C/C++ Contributing Editors


Standard C/C++: Multibyte Files

P. J. Plauger

The proper way to represent wide characters in a file is as a multibyte stream. But you sometimes need help to support the encoding you really want to use.


For the past couple of months, I've been describing some of the more advanced uses of the iostreams classes, as they are now specified in the C++ Standard. Last month, in particular, I discussed the business of reading and writing Unicode files. (See "Standard C/C++: Unicode Files," CUJ, April 1999.) I presented code for a couple of code-conversion locale facets that augment the Standard C++ library classes that read and write streams of wide characters. These facets let you read and write Unicode in a fairly popular format that dedicates two bytes to each character stored in the file. One of them even includes support for a clever trick that gets byte order right across architectures with different "byte sex," or "endian-ness."

But there's far more than one way to skin this particular cat. Some of those ways go back a couple of decades. They have properties that are more desirable than the relatively simple approach I discussed last month. And they are interesting in their own right. On the other hand, they're a tad trickier to get right in working code. That's why I presented the simpler approach first.

I'm talking about multibyte encodings. They were originally developed as a way to represent text using a large character set as a stream of more conventional eight-bit bytes.
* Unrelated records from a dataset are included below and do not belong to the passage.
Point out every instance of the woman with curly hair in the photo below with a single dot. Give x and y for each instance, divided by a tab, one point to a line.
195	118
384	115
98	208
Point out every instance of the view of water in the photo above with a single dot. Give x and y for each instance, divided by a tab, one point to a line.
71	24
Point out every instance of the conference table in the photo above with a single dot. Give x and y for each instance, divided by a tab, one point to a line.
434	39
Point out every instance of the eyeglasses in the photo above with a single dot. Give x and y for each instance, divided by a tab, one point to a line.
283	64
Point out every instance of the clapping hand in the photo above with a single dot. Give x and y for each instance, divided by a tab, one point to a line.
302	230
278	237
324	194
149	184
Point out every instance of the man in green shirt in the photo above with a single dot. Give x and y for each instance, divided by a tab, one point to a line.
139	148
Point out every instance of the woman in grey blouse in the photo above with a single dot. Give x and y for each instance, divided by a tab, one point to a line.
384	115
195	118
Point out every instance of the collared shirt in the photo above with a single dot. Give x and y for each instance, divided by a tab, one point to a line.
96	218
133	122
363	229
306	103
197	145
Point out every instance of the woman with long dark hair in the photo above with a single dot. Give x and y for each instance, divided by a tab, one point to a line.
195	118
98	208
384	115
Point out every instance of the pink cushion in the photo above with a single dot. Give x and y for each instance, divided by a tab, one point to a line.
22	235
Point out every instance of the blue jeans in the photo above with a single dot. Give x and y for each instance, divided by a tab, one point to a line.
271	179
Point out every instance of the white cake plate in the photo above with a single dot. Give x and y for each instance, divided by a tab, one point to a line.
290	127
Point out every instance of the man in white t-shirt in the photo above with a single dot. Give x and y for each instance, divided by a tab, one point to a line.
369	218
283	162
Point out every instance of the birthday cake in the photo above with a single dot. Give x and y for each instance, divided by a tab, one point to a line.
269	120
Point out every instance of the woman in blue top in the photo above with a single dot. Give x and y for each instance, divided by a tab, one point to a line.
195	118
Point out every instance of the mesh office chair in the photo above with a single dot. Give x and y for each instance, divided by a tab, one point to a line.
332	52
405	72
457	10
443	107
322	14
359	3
Disk storage, UARTs, and practically all other modern hardware traffic in eight-bit bytes these days. However much you may believe in large character sets, it's rather necessary to ship them about as byte sequences from time to time.

What I presented last month was indeed one form of multibyte encoding. It assumes that wide-character codes are manipulated inside the program as a sequence of values of type wchar_t. The actual encoding of each character is further assumed to follow the Unicode Standard, which uses 16 bits to encode each character. (For a more precise definition of Unicode, see the file ftp://ftp.unicode.org/Public/2.0-Update/UnicodeData-2.0.14.txt available at the Unicode web site.) Out in the world, the 16-bit code becomes a sequence of two eight-bit bytes.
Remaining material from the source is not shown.